Friday, December 16, 2022

Cryptworld Review

Cryptworld is a retroclone of the first edition of the 1980s horror roleplaying game Chill. As you read through the Cryptworld corebook, it is readily apparent that it has its basis in 1980s game design. For example, Cryptworld is dedicated to that peculiar "more stats is better" perspective, with eight basic ability scores plus a handful of derived stats--some of which feel unnecessary or extra fiddly. 

Most task resolution in Cryptworld is handed with simple roll-under percentile rolls made against your basic attributes. However, there are times--mostly combat, certain skills, and fear checks--where things get a little more complicated and cumbersome. These special checks are percentile rolls as normal, but then you need to find the margin of success by subtracting the number rolled from the ability score or skill in question; that result is then cross-referenced against the following extremely 80s chart:

Combat in Cryptworld deserves a few notes. Weapon damage is entirely dependent on skill and the result found on the chart above. A screwdriver is as handy a weapon as a Luger, more or less. (Though having more skill with a handgun will let you fire it more than once, but again that makes the damage dependent on skill and not the weapon in question.) In general, Cryptworld focuses far too much on detailed rules for combat and on specific edge-case combat skills. Again, this is likely the residue of the hobby's wargame roots.

One particularly egregious wargame-y aspect of the game is how it handles initiative. It looks simple at first; each "side" in a conflict rolls a d10 to see who goes first, but it's all uphill from there because once you've established the sides, they take their actions according to this absolutely bonkers "order of operations":

Side A uses their Paranormal Talents

Side A makes their Missile Attacks

Side A Moves

Side B makes their Missile Attacks

Side A makes their Melee Attacks

Side B uses their Paranormal talents

Side B makes their Missile Attacks

Side B Moves

Side A makes more Missile Attacks

Side B makes their Melee Attacks

At the start of a new round, you roll for initiative and do the above all over again. I find that practically unfeasible. 

Amusingly, there is a "Penetration Bonus" derived attribute that only applies to melee attacks made against armored foes, which doesn't really feel like something that will come up all that often in a game that is either trying to emulate Hammer Horror or 80s slasher flicks. But it's there because the hobby hadn't really freed itself from the specificity required by the wargames of Chill's era. 

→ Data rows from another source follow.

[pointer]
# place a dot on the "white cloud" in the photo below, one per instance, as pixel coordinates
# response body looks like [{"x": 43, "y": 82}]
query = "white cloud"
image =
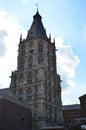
[
  {"x": 9, "y": 38},
  {"x": 24, "y": 1},
  {"x": 66, "y": 64}
]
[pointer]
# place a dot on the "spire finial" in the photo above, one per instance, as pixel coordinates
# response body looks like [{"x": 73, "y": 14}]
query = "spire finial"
[{"x": 37, "y": 6}]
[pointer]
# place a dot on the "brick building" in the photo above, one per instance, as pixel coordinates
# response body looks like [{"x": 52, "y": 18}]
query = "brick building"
[{"x": 70, "y": 113}]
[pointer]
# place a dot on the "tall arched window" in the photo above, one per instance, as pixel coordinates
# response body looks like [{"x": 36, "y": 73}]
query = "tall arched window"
[
  {"x": 21, "y": 65},
  {"x": 40, "y": 48},
  {"x": 29, "y": 94},
  {"x": 40, "y": 59},
  {"x": 21, "y": 79},
  {"x": 29, "y": 80},
  {"x": 30, "y": 62}
]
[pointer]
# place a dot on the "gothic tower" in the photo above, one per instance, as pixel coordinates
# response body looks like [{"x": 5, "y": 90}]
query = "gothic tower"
[{"x": 36, "y": 81}]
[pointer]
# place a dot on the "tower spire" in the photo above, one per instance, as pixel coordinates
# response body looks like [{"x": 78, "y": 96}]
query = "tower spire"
[{"x": 37, "y": 6}]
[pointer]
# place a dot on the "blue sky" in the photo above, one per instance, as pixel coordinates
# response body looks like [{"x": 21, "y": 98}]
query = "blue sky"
[{"x": 66, "y": 21}]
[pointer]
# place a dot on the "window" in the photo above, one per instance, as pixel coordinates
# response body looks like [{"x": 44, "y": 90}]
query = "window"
[
  {"x": 40, "y": 47},
  {"x": 21, "y": 95},
  {"x": 21, "y": 79},
  {"x": 40, "y": 59},
  {"x": 23, "y": 50},
  {"x": 68, "y": 114},
  {"x": 30, "y": 62},
  {"x": 21, "y": 65},
  {"x": 29, "y": 94},
  {"x": 29, "y": 80}
]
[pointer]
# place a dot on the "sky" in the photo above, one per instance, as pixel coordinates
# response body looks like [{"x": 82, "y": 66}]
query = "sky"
[{"x": 66, "y": 21}]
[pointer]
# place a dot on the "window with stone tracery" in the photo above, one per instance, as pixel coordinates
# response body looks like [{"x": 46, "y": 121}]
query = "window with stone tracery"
[
  {"x": 29, "y": 94},
  {"x": 40, "y": 48},
  {"x": 40, "y": 59},
  {"x": 21, "y": 94},
  {"x": 29, "y": 80},
  {"x": 30, "y": 62},
  {"x": 21, "y": 79}
]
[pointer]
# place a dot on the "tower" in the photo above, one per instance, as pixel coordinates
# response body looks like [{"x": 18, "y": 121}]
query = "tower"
[{"x": 36, "y": 81}]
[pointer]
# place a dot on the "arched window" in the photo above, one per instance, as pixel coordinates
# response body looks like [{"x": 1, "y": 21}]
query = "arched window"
[
  {"x": 21, "y": 79},
  {"x": 29, "y": 94},
  {"x": 40, "y": 48},
  {"x": 40, "y": 59},
  {"x": 29, "y": 80},
  {"x": 20, "y": 95},
  {"x": 22, "y": 50},
  {"x": 30, "y": 62},
  {"x": 21, "y": 65}
]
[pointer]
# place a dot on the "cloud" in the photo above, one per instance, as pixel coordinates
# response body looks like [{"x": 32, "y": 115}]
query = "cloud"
[
  {"x": 2, "y": 44},
  {"x": 67, "y": 62},
  {"x": 24, "y": 1},
  {"x": 10, "y": 32},
  {"x": 9, "y": 38}
]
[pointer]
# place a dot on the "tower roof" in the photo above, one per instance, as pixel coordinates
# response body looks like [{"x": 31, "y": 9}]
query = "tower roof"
[{"x": 37, "y": 29}]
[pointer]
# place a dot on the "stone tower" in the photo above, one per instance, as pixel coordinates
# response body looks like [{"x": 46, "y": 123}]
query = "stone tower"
[{"x": 36, "y": 81}]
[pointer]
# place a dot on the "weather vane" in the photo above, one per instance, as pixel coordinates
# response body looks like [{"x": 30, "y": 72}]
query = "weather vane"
[{"x": 37, "y": 6}]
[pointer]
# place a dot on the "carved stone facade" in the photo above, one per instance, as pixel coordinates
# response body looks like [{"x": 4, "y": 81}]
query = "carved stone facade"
[{"x": 36, "y": 81}]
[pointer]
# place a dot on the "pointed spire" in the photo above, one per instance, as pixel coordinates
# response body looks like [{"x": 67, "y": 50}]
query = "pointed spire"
[
  {"x": 20, "y": 38},
  {"x": 37, "y": 29}
]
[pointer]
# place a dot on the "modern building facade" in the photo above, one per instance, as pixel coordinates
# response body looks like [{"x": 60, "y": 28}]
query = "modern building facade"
[{"x": 36, "y": 81}]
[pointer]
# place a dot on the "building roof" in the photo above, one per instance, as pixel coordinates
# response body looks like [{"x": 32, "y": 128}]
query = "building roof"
[
  {"x": 83, "y": 96},
  {"x": 71, "y": 107},
  {"x": 37, "y": 29}
]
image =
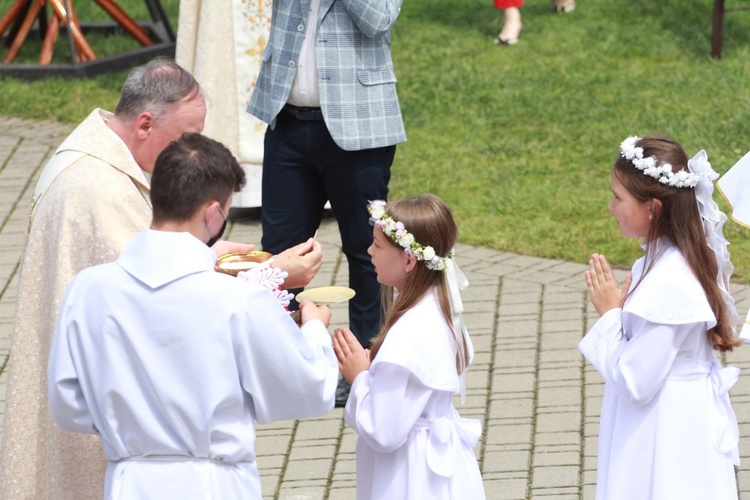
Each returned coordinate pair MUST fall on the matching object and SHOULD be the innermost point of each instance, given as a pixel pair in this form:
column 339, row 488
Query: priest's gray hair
column 155, row 87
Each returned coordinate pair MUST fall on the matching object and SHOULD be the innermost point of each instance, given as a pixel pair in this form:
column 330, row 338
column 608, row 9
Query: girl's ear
column 411, row 262
column 655, row 207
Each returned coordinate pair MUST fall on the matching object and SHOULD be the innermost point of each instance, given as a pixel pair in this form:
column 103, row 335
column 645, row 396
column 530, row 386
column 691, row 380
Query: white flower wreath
column 398, row 233
column 650, row 166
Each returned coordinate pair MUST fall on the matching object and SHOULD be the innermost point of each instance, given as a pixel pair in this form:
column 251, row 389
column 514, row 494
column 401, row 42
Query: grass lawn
column 520, row 140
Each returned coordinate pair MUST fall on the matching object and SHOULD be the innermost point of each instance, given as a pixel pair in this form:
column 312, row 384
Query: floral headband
column 663, row 173
column 399, row 234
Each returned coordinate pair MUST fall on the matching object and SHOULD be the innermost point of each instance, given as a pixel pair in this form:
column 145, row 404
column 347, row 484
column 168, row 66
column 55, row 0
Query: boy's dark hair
column 190, row 172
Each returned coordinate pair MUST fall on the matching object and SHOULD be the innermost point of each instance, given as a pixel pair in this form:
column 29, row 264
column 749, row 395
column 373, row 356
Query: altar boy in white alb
column 171, row 362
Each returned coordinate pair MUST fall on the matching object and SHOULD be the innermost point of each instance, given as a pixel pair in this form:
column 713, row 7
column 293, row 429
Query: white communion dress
column 667, row 427
column 412, row 442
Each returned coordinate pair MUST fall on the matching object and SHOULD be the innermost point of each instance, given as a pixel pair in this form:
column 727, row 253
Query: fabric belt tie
column 444, row 435
column 725, row 432
column 179, row 458
column 303, row 114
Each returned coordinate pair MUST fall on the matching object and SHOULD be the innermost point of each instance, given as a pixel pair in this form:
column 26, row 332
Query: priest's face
column 389, row 260
column 185, row 116
column 633, row 216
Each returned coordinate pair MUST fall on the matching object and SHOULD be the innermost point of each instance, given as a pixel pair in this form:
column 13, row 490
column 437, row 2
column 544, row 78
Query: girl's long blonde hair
column 431, row 222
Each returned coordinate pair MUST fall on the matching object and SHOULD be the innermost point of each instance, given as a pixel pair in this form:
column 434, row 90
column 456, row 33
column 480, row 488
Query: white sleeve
column 635, row 368
column 290, row 373
column 384, row 405
column 66, row 399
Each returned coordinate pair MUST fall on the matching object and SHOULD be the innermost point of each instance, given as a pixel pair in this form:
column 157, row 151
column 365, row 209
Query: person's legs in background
column 512, row 27
column 352, row 179
column 302, row 169
column 293, row 196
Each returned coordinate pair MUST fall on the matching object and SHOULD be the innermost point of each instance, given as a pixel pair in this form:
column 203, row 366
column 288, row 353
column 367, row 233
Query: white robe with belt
column 412, row 442
column 667, row 428
column 171, row 363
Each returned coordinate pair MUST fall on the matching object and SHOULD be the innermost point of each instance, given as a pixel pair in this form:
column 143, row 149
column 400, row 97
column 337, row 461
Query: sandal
column 563, row 5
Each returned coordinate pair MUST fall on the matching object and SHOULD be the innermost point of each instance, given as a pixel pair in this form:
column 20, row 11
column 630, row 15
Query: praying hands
column 604, row 290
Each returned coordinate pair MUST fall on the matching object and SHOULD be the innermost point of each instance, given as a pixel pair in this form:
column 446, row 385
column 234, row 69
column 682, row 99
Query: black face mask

Cryptworld also has an extremely idiosyncratic approach to skills. Characters tend to have few skills, which differentiates the game from skill-focused percentile horror games such as Call of Cthulhu, but the skill list is quite strange. Some skills you expect, such as Investigation or Stealth, but most of the list feels oddly specific given what isn't there. There are no Persuasion or Deception skills, as those are basic rolls against the Personality attribute, but Mounted Melee and Bullwhip are detailed as skills your character might have--which seems far-fetched given the "modern horror investigators" theme of the game.

There is an option in Cryptworld to give your characters Paranormal Talents, the kind of psychic powers most often found in horror stories. These are all well chosen and seem fairly well defined. Using them successfully is never certain, and the attempt to do so temporarily costs a character some of their Willpower.

However, Cryptworld is also one of those retroclones that preserves both the system of an older game and its haphazard organization. Cryptworld is not an easy game to navigate, despite its short page count. As an example, there are three hit point-like attributes you need to track for every character: Current Stamina, Wounds, and Current Willpower. The rules for regaining Current Stamina and Wounds are both found in the combat chapter, but the rules for recovering Current Willpower is buried without a heading in the Paranormal Talents chapter. In a cleaner, better organized game, the rules for all three would be found in a "Recovery" section. An index would also be helpful here, but alas, we do not get one.

There is a good chance that most of the above critique sounds unrelentingly negative. I do think that by modern standards Cryptworld is clunky, overwritten, and often clumsy, but that doesn't preclude it from being fun. Take this with a grain of salt as I've only run it once, but my group had a great time with it because we leaned in to the creaky, olde timey feel of the game. Any roll that needs to reference the Action Table absolutely did slow the game down, but we treated these moments as an event. We absolutely rejected the game's proposed initiative system and just rolled a d10 to see which side got their turn first because refusing to use the rules as written is a tried and true part of the hobby's early days. 

And honestly, there is a special kind of symbiotic beauty in using a tottering, aged system for throwback genres like 80s-inspired slasher flicks. If you're feeling nostalgic or treat the game as a bit of schlocky kitsch, Cryptworld finds its niche.